动物造模,慢性心衰 z-bio 2022-07-20 346

　　OBJECTIVE: To study the effect and mechanism of liraglutide on cardiac function in pressure-stressed chronic heart failure rats.

　　Methods: Thirty SD rats were randomly divided into sham operation group, heart failure group and liraglutide group, 10 rats in each group. In the heart failure group and liraglutide group, the abdominal aortic coarctation method was used to prepare the model, and the sham operation group only had threading without coarctation. The liraglutide group was given subcutaneous injection of liraglutide 12 weeks after operation, 2 mg/kg·d for a total of 30 days. The sham operation group and the heart failure group were given the same dose of normal saline. After 30 days of administration, the rats were weighed, and the pressure-volume system was used to detect the hemodynamic indicators, and at the same time, the various organs of the rats were weighed. After the rats were anesthetized, blood was drawn from the abdominal aorta and centrifuged to obtain serum, and the superoxide dismutase (SOD), B-type natriuretic peptide (BNP) and malondialdehyde (MDA) were determined according to the kit method.

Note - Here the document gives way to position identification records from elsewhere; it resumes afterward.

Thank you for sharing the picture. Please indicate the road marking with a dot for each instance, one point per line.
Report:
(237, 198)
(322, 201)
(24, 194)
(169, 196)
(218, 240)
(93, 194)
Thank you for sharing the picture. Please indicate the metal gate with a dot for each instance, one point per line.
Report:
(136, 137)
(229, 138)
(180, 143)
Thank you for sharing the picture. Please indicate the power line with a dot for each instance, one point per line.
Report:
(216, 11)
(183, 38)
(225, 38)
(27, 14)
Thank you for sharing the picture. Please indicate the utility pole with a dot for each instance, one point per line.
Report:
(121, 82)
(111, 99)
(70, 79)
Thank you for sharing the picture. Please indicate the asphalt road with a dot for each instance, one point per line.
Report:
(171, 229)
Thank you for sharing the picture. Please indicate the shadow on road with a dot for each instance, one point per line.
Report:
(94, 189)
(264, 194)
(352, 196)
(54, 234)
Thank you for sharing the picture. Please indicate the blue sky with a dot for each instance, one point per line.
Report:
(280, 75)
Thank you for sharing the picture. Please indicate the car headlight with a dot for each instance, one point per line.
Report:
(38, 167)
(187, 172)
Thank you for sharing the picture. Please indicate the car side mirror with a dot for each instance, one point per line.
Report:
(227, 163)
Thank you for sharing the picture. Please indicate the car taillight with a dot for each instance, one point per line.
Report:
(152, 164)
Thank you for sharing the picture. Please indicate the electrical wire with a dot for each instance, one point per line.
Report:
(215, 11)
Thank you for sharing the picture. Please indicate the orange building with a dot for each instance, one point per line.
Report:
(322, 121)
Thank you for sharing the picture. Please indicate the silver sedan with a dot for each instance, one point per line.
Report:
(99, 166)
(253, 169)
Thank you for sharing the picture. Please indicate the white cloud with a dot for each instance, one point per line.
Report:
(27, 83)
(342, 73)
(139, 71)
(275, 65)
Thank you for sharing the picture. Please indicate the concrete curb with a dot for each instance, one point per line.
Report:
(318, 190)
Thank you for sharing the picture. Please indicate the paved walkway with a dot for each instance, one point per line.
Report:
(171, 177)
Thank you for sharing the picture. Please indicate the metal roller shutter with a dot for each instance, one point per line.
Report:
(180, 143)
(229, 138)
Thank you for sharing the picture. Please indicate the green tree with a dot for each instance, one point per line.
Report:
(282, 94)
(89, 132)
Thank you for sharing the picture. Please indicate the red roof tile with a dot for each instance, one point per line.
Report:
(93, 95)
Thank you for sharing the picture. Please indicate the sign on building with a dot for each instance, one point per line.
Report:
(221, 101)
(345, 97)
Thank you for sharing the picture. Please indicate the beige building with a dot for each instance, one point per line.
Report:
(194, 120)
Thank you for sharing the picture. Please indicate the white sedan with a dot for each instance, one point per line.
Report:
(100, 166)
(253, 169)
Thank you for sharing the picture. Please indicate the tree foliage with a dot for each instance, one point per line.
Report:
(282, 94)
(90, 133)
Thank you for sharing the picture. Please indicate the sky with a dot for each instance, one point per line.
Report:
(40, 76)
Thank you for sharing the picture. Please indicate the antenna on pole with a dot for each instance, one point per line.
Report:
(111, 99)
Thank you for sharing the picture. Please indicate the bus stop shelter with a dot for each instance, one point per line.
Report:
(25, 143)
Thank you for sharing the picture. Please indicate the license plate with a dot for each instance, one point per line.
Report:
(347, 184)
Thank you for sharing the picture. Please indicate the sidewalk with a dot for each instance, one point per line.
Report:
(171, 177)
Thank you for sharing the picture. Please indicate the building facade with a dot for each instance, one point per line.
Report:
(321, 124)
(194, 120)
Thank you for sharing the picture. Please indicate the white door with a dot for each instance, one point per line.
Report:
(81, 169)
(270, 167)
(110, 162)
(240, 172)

　　RESULTS: Heart weighing showed that the heart weight of the liraglutide group was significantly lower than that of the heart failure group (P<0.05). The hemodynamics detected by the pressure-volume system showed that compared with the sham-operated group, the Ves, Ved, Pmax, Pes, and Ped values of the liraglutide group were significantly decreased (P<0.05), dP/dt max, -dP/dt min, EF and PowMax values increased significantly (P<0.05). Compared with the heart failure group, the SOD value in the serum of the liraglutide group was significantly increased (P<0.05), while the BNP value was significantly decreased (P<0.05).

　　Conclusion: Liraglutide can improve the systolic and diastolic function of the left ventricle in rats with heart failure, and reduce the damage of myocardial cells, and the mechanism may be related to the antioxidant effect.